M$^{3}$-20M: A Large-Scale Multi-Modal Molecule Dataset for AI-driven Drug Design and Discovery
Siyuan Guo, Lexuan Wang, Chang Jin, Jinxian Wang, Han Peng, Huayang Shi, Wengen Li, Jihong Guan, Shuigeng Zhou
TL;DR
M3-20M introduces the largest open-access multi-modal molecule dataset for AI-driven drug design, integrating SMILES, 2D graphs, 3D structures, physicochemical properties, and textual descriptions for over 20 million molecules. The dataset is constructed from PubChem, ZINC, and QM9 and augmented with GPT-3.5-generated descriptions, quality-checked by human experts to ensure scientific accuracy. Seven multi-modal downstream datasets are created to support molecule generation and property prediction, and the authors demonstrate substantial performance gains for both generation and prediction tasks when using M3-20M with FP-ICL and LoRA adaptations across various LLMs. This resource enables more diverse, accurate, and scalable training and fine-tuning for AI-driven drug design and discovery, with public availability facilitating broader adoption and benchmarking.
Abstract
This paper introduces M$^{3}$-20M, a large-scale Multi-Modal Molecule dataset that contains over 20 million molecules, with the data mainly being integrated from existing databases and partially generated by large language models. Designed to support AI-driven drug design and discovery, M$^{3}$-20M is 71 times more in the number of molecules than the largest existing dataset, providing an unprecedented scale that can highly benefit the training or fine-tuning of models, including large language models for drug design and discovery tasks. This dataset integrates one-dimensional SMILES, two-dimensional molecular graphs, three-dimensional molecular structures, physicochemical properties, and textual descriptions collected through web crawling and generated using GPT-3.5, offering a comprehensive view of each molecule.
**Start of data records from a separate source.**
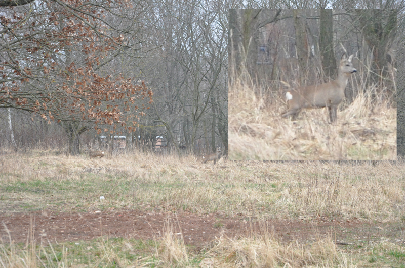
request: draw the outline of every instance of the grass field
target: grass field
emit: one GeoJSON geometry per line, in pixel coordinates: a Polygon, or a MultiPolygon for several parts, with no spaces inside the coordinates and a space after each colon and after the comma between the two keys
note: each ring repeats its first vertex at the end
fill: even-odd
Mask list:
{"type": "Polygon", "coordinates": [[[4,151],[0,167],[0,267],[405,267],[401,161],[223,157],[214,166],[194,156],[4,151]],[[161,215],[155,233],[38,236],[52,233],[38,230],[39,217],[133,211],[161,215]],[[9,220],[22,215],[23,242],[9,220]],[[211,217],[207,226],[216,233],[190,242],[186,216],[211,217]],[[232,227],[239,224],[248,232],[232,227]]]}

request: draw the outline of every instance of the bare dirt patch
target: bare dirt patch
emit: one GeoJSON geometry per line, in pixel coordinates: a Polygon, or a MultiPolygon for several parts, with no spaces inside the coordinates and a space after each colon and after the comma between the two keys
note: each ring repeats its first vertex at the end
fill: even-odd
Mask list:
{"type": "Polygon", "coordinates": [[[27,241],[33,222],[37,243],[88,240],[101,236],[137,239],[159,237],[168,223],[175,234],[181,233],[186,244],[200,248],[222,235],[246,237],[263,233],[274,234],[284,242],[313,241],[332,233],[338,244],[368,241],[384,237],[397,244],[404,244],[405,230],[395,225],[375,225],[357,220],[319,218],[305,220],[258,220],[219,214],[198,215],[140,210],[99,213],[58,213],[53,211],[1,215],[0,236],[9,241],[5,228],[16,242],[27,241]],[[181,230],[180,230],[181,228],[181,230]]]}

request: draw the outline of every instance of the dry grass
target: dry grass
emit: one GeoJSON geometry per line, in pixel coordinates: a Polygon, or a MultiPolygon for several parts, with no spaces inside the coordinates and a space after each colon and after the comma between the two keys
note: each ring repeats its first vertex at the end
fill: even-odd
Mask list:
{"type": "Polygon", "coordinates": [[[229,159],[396,159],[396,109],[388,101],[360,93],[333,124],[326,108],[304,110],[293,122],[280,116],[285,97],[260,90],[240,81],[229,89],[229,159]]]}
{"type": "MultiPolygon", "coordinates": [[[[221,158],[214,166],[194,156],[147,153],[94,159],[55,152],[3,152],[2,213],[129,208],[259,219],[310,220],[320,215],[398,224],[405,219],[403,162],[221,158]]],[[[0,243],[0,266],[380,267],[396,266],[405,258],[403,246],[385,240],[361,251],[355,246],[345,250],[330,235],[286,243],[264,228],[246,237],[219,237],[195,251],[173,230],[167,223],[153,241],[101,238],[45,246],[29,239],[16,245],[10,239],[0,243]]]]}
{"type": "Polygon", "coordinates": [[[403,217],[403,162],[374,166],[222,158],[214,166],[192,156],[179,159],[135,153],[94,159],[13,153],[0,162],[0,209],[5,213],[168,208],[270,218],[403,217]]]}

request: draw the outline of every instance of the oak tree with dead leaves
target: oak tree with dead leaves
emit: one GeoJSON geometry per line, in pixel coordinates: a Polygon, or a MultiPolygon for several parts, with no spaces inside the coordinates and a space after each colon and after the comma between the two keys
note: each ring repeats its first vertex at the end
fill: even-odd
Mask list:
{"type": "Polygon", "coordinates": [[[0,6],[8,6],[0,9],[0,108],[62,124],[73,154],[91,128],[100,133],[103,124],[136,127],[128,119],[143,115],[152,91],[103,67],[140,49],[141,10],[124,0],[0,1],[0,6]]]}

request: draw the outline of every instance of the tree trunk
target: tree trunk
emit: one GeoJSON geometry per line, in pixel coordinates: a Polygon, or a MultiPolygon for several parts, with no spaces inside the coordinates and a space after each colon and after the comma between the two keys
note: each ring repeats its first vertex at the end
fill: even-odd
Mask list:
{"type": "MultiPolygon", "coordinates": [[[[295,29],[296,48],[297,57],[298,59],[298,65],[300,67],[301,76],[306,73],[307,65],[308,62],[308,52],[309,51],[308,44],[305,24],[302,21],[301,11],[300,10],[293,10],[294,13],[294,28],[295,29]]],[[[303,77],[300,79],[302,82],[303,77]]]]}
{"type": "Polygon", "coordinates": [[[330,78],[335,76],[337,69],[333,49],[332,22],[332,10],[321,9],[319,20],[320,59],[325,75],[330,78]]]}

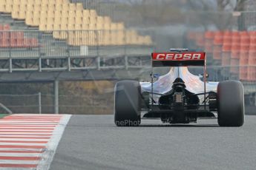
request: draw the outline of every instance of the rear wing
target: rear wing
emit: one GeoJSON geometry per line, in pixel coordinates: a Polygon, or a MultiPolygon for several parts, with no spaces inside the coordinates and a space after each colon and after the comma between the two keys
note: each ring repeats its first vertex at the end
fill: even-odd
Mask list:
{"type": "Polygon", "coordinates": [[[206,52],[153,52],[152,67],[205,66],[206,52]]]}

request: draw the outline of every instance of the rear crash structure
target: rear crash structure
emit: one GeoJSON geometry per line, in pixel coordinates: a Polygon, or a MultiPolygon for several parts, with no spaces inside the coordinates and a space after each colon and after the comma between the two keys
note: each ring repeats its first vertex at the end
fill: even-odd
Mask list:
{"type": "Polygon", "coordinates": [[[200,118],[217,118],[220,126],[244,122],[243,86],[240,81],[207,81],[206,54],[174,50],[152,53],[151,82],[122,81],[115,86],[114,122],[118,126],[139,126],[141,118],[163,123],[189,123],[200,118]],[[187,67],[203,67],[203,81],[187,67]],[[154,67],[169,72],[154,81],[154,67]]]}

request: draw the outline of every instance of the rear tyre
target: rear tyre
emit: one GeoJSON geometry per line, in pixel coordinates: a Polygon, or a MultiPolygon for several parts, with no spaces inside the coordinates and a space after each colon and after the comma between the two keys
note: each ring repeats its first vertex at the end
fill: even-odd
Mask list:
{"type": "Polygon", "coordinates": [[[219,83],[217,90],[218,124],[220,126],[241,126],[244,122],[243,86],[240,81],[219,83]]]}
{"type": "Polygon", "coordinates": [[[141,87],[138,81],[122,81],[115,86],[114,122],[118,126],[140,124],[141,87]]]}

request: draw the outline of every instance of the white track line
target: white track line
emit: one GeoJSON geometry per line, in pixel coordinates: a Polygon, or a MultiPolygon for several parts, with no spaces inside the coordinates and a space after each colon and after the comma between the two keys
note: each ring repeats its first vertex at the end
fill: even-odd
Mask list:
{"type": "Polygon", "coordinates": [[[53,161],[56,149],[70,117],[71,115],[63,115],[62,120],[56,127],[52,137],[48,142],[46,151],[42,155],[42,160],[39,162],[37,166],[37,170],[47,170],[50,169],[50,166],[51,162],[53,161]]]}

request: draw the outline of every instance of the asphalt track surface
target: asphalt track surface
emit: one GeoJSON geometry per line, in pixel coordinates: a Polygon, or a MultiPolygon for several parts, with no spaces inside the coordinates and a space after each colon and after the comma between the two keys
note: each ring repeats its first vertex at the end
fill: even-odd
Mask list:
{"type": "Polygon", "coordinates": [[[217,120],[116,127],[113,120],[73,115],[50,169],[256,169],[256,116],[238,128],[219,127],[217,120]]]}

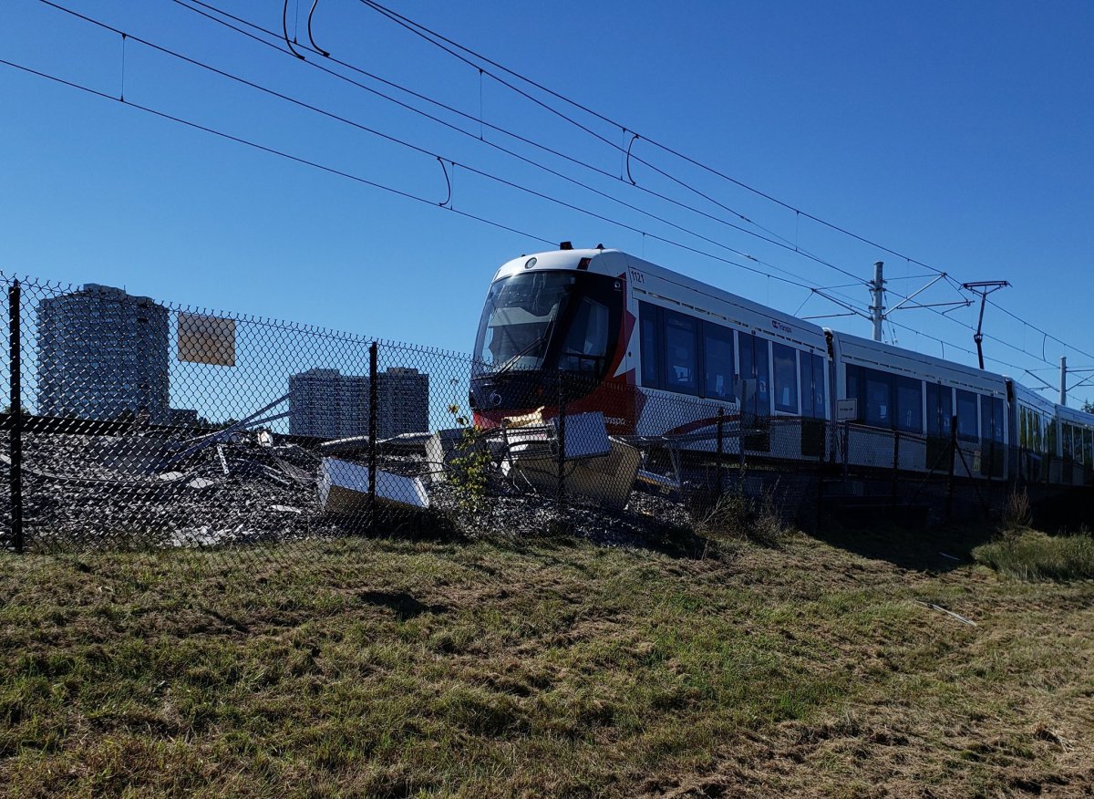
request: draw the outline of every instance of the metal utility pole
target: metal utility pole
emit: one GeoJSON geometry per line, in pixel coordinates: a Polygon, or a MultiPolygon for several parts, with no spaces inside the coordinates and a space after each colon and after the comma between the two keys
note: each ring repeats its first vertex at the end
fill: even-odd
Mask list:
{"type": "Polygon", "coordinates": [[[885,262],[878,260],[874,264],[874,279],[870,282],[870,293],[874,297],[874,304],[870,306],[870,319],[874,321],[874,340],[882,340],[882,320],[885,319],[885,280],[882,278],[882,268],[885,262]]]}
{"type": "Polygon", "coordinates": [[[988,302],[988,294],[999,289],[1009,288],[1010,283],[1005,280],[981,280],[975,283],[962,283],[961,287],[980,296],[980,319],[976,322],[976,333],[973,334],[973,340],[976,341],[976,357],[980,359],[980,369],[984,369],[984,333],[981,332],[984,306],[988,302]]]}
{"type": "Polygon", "coordinates": [[[1068,404],[1068,356],[1060,356],[1060,405],[1068,404]]]}

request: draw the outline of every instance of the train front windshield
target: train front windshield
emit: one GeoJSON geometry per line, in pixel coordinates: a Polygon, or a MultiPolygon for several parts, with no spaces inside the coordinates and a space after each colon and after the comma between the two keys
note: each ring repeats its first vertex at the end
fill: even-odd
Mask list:
{"type": "Polygon", "coordinates": [[[603,275],[542,270],[498,280],[475,341],[481,372],[559,368],[601,374],[621,309],[619,282],[603,275]]]}

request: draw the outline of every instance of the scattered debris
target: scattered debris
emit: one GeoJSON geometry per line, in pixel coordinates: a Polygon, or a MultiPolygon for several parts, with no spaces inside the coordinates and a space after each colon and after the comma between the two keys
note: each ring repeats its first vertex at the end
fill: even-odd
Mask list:
{"type": "MultiPolygon", "coordinates": [[[[319,466],[319,508],[326,513],[361,513],[369,503],[369,467],[337,458],[319,466]]],[[[428,508],[429,495],[418,477],[376,470],[376,499],[410,508],[428,508]]]]}
{"type": "Polygon", "coordinates": [[[962,624],[967,624],[967,625],[969,625],[971,627],[978,626],[977,623],[974,622],[971,618],[967,618],[967,617],[961,615],[959,613],[954,613],[953,611],[947,610],[947,609],[943,607],[942,605],[936,605],[933,602],[923,602],[922,600],[916,600],[916,604],[923,605],[923,607],[930,607],[932,611],[939,611],[940,613],[945,613],[947,616],[953,616],[954,618],[956,618],[962,624]]]}

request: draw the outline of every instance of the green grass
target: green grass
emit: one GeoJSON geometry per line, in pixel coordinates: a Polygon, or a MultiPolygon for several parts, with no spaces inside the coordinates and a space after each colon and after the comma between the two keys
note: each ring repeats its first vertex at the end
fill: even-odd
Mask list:
{"type": "Polygon", "coordinates": [[[1021,580],[1094,579],[1094,536],[1046,535],[1026,530],[978,546],[973,556],[1021,580]]]}
{"type": "Polygon", "coordinates": [[[1092,603],[804,536],[2,556],[0,795],[1074,790],[1092,603]]]}

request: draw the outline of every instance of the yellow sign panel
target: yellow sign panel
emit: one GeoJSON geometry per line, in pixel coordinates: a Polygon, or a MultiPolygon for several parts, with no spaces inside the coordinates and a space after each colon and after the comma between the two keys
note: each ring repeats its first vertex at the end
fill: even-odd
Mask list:
{"type": "Polygon", "coordinates": [[[178,360],[209,363],[214,367],[234,367],[235,320],[181,312],[178,360]]]}

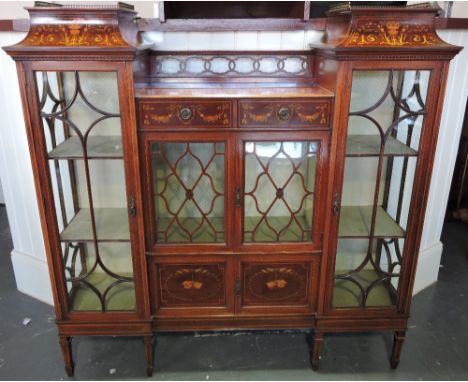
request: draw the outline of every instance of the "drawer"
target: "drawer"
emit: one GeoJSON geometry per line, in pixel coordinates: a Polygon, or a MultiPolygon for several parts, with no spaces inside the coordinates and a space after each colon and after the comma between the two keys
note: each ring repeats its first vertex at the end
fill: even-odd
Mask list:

To demonstrate the power of M$^{3}$-20M in drug design and discovery, we conduct extensive experiments on two key tasks: molecule generation and molecular property prediction, using large language models including GLM4, GPT-3.5, GPT-4, and Llama3-8b. Our experimental results show that M$^{3}$-20M can significantly boost model performance in both tasks. Specifically, it enables the models to generate more diverse and valid molecular structures and achieve higher property prediction accuracy than existing single-modal datasets, which validates the value and potential of M$^{3}$-20M in supporting AI-driven drug design and discovery. The dataset is available at https://github.com/bz99bz/M-3.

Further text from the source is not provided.